Verizon’s tower would be the first such installation inside Sequoia National Park, according to data from the Federal Communications Commission. Sequoia’s sister park, neighboring Kings Canyon National Park, has a cellular tower also licensed to Verizon near Wilsonia and Grant Grove. Farther north in Yosemite National Park, there are nine towers that provide cellular service for park employees and visitors, including in Yosemite Valley.

The right-of-way permit for Verizon to build the tower is effective for 10 years.

Antenna plan SEKI.JPG
Plans for a 138-foot cellular tower near Wuksachi Village in Sequoia National Park detail how it would be disguised as a tree to blend in with the surrounding forest. Verizon Wireless National Park Service

“Many visitors and park staff will view the service as a welcome benefit for purposes of accessibility, coordination, communication and safety,” the Park Service said in a statement Wednesday announcing the approval at Sequoia National Park.

The agency noted, however, that objections from the public included concerns about how adding more cellular service inside the park could detract from why many people visit in the first place: “solitude, self-reliance, natural soundscapes, and the ability to disconnect from technology, particularly in wilderness.”

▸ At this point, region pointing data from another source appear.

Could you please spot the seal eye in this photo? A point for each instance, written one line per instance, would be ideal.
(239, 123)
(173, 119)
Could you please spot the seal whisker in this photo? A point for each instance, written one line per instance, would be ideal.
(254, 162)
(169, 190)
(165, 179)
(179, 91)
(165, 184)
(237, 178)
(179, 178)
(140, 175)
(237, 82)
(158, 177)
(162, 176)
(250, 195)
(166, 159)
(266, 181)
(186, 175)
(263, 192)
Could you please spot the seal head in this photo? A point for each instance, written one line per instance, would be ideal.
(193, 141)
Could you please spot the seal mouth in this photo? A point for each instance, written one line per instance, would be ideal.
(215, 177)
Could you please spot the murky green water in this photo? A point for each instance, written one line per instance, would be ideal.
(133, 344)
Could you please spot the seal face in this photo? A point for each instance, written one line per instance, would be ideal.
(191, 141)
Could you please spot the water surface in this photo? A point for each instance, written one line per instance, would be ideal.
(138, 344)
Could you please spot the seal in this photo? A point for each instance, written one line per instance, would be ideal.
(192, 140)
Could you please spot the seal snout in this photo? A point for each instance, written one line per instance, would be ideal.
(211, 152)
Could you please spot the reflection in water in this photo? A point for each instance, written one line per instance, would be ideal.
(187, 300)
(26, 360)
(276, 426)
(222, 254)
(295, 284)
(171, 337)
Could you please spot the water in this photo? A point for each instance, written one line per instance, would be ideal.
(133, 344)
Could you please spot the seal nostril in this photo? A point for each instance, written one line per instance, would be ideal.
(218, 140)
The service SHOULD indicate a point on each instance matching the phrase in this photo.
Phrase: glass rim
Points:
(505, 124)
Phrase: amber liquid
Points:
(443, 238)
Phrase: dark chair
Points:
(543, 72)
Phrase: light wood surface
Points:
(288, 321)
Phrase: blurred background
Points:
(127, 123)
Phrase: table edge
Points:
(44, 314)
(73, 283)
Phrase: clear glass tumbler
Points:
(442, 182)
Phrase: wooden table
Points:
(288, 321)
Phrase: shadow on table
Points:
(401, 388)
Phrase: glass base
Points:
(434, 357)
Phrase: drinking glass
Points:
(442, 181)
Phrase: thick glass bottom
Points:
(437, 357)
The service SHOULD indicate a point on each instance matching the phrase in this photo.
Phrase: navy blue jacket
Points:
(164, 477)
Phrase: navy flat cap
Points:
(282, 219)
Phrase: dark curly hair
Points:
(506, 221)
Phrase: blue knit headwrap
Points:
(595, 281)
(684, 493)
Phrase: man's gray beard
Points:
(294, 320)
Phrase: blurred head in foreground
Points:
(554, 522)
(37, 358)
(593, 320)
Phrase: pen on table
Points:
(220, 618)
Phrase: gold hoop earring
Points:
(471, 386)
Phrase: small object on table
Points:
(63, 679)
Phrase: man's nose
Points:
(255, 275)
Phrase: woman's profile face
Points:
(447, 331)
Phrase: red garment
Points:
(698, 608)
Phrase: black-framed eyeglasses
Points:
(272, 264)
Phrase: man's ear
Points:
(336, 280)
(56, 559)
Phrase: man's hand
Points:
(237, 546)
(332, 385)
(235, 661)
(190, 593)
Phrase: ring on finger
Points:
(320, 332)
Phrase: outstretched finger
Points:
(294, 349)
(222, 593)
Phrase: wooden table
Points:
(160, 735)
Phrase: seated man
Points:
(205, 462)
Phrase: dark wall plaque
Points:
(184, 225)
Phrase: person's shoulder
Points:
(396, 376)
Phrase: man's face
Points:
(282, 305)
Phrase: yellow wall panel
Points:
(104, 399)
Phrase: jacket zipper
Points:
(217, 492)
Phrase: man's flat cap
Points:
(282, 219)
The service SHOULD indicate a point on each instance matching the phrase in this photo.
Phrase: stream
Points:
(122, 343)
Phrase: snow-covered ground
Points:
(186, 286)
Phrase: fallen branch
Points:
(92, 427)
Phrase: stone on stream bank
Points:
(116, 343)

Some comments expressed concern about exposure to electromagnetic frequencies from the tower, a possible increase in visitors illegally using cell phones while driving, and disruption of peace and quiet by people talking loudly on their phones.

Opinions seemed split on the design of the tower and a choice between the “monopine” or a bare pole or lattice tower. “The monopine model is the only acceptable alternatives among those presented here,” one commenter wrote. Another added that “the tower’s presence would not be very noticeable, as it would blend in amongst the trees.”

Others disagreed. “These towers do not resemble a pine tree and would easily take away from the beautiful nature that is displayed all around Sequoia National Park,” one commenter wrote.

In documents recommending approval of the project, Sequoia/Kings Canyon park superintendent Woody Smeck wrote that “the selected alternative will not have significant effect on the quality of the human environment or the park’s cultural or natural resources.”

Antenna photosim SEKI.JPG
A photo simulation included in a National Park Service environmental review depicts how a proposed Verizon “monopine” cellular tower near Wuksachi Village in Sequoia National Park may appear from nearby Wuksachi Way. Verizon National Park Service

“The NPS has determined that the long-term health, safety, and communication benefits associated with enhanced communications” — including better ability to report emergencies and non-emergency situations by phone — “outweighs the disruption some visitors may experience in response to other visitors’ use of cell phones in public spaces,” according to the Park Service’s environmental assessment.

“While other visitors may view cell phone service as an unwelcome intrusion, the NPS is committed to a public education program to promote considerate use of cell phones in shared public facilities and spaces,” the agency added.